« Nous sommes tous enfermés », que ce soit dans nos corps, nos esprits, nos conventions ou nos émotions. Certains le sont toutefois littéralement, tant leurs douleurs ne leur permettent plus de vivre. Un séjour en hôpital psychiatrique peut s'avérer bénéfique, comme en témoigne Tom, très investi dans son travail. « J'y ai en charge une vingtaine de patients israéliens et palestiniens. Des cas cliniquement passionnants [...] » Parmi eux, deux personnalités atypiques ressortent clairement du lot. « Roshan et Steiner sont des êtres en morceaux. Des fragments d'humanité. » Steiner est un ancien enfant caché, qui a trouvé son salut dans la musique. Mais à 80 ans, l'ancien harpiste de l'orchestre philharmonique d'Israël se retrouve en prise avec une paranoïa psychotique. Comment ne pas s'attacher à ce vieil homme vibrant ? « C'est le dialogue qui permet la réparation », estime Tom. Le psychiatre y aspire aussi pour Roshan, paralysée par son déni de grossesse. Au sein de sa famille traditionnelle, celle-ci serait perçue comme un crime - l'autre étant de se faire soigner chez « l'ennemi », les Israéliens. Cette patiente trouble particulièrement le psychiatre, d'autant qu'elle le renvoie à sa propre histoire familiale. Celle d'un enfant rejeté par une mère traumatisée, incapable de l'aimer en raison de deuils trop encombrants. Une mère avec laquelle il essaye néanmoins de tisser un lien, aussi fragile soit-il.
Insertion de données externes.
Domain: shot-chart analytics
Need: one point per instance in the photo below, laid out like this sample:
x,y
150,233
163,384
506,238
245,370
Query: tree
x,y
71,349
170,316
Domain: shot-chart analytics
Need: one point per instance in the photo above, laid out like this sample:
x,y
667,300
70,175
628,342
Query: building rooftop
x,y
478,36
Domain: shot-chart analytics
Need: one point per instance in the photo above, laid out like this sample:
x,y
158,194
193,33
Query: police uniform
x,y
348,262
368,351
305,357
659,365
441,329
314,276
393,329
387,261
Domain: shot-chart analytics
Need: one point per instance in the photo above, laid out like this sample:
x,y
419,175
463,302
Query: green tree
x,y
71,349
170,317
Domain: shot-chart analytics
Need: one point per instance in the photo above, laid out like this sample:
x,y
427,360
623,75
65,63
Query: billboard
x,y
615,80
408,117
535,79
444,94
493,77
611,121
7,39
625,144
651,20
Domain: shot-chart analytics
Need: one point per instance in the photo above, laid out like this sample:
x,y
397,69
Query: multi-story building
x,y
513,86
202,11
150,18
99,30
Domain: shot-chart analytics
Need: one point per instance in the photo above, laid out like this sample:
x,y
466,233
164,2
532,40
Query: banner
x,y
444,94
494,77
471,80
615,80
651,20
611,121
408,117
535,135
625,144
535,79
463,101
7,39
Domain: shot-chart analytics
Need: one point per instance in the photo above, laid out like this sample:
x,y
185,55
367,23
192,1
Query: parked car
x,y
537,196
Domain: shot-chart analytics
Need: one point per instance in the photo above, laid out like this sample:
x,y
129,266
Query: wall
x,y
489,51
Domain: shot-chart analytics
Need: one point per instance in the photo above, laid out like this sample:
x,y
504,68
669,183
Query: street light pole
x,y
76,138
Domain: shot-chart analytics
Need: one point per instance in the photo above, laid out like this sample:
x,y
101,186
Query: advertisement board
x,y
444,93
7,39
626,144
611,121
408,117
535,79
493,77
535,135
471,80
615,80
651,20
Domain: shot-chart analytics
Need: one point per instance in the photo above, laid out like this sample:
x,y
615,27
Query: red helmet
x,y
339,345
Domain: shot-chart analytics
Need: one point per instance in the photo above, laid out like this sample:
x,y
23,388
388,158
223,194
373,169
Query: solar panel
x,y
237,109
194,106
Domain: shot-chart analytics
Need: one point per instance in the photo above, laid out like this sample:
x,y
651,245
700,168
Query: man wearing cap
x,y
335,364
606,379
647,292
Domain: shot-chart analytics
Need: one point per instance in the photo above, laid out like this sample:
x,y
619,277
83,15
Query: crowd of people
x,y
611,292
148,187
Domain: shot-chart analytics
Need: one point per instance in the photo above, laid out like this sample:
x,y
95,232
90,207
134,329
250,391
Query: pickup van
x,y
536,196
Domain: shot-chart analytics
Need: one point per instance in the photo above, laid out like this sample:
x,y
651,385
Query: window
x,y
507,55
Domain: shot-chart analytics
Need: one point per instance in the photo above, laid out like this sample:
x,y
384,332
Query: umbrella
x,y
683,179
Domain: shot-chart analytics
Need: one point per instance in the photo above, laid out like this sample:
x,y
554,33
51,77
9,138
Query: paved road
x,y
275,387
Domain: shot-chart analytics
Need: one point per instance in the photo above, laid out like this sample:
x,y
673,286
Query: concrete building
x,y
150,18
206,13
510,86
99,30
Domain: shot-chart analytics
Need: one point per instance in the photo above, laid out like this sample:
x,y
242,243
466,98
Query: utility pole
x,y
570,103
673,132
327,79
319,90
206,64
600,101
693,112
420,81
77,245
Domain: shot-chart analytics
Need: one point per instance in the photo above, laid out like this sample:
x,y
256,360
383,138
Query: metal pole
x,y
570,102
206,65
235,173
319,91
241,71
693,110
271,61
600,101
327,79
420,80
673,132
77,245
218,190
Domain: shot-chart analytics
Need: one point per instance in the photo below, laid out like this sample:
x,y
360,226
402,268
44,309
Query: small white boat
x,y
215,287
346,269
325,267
Prisonnière de son corps, Roshan s'ouvre peu à peu en allant voir la mer. « Cette fille me met dans un état anormal », avoue Tom, prêt à tout pour la sauver. Leur relation n'évolue pourtant pas sur un terrain paisible, puisqu'au-delà des troubles psychiques, un pays se déchire. En cette année 2019, les discordes entre Israéliens et Palestiniens ne font que s'accroître. Est-ce réellement possible de faire abstraction d'une telle tension politique ? « Le sacré, c'est ce qui nous permet de vivre ensemble. La foi qui nous réunit. Elle est un espoir. » Encore faut-il trouver la paix en soi. Oscillant entre silences et secrets, ce nouveau roman de Cécile Ladjali s'intéresse aux renaissances lorsqu'on n'a pas été épargné par des blessures intenses. « Qu'est-ce qui peut faire tomber les murs, sinon l'amour », et la force de la vie.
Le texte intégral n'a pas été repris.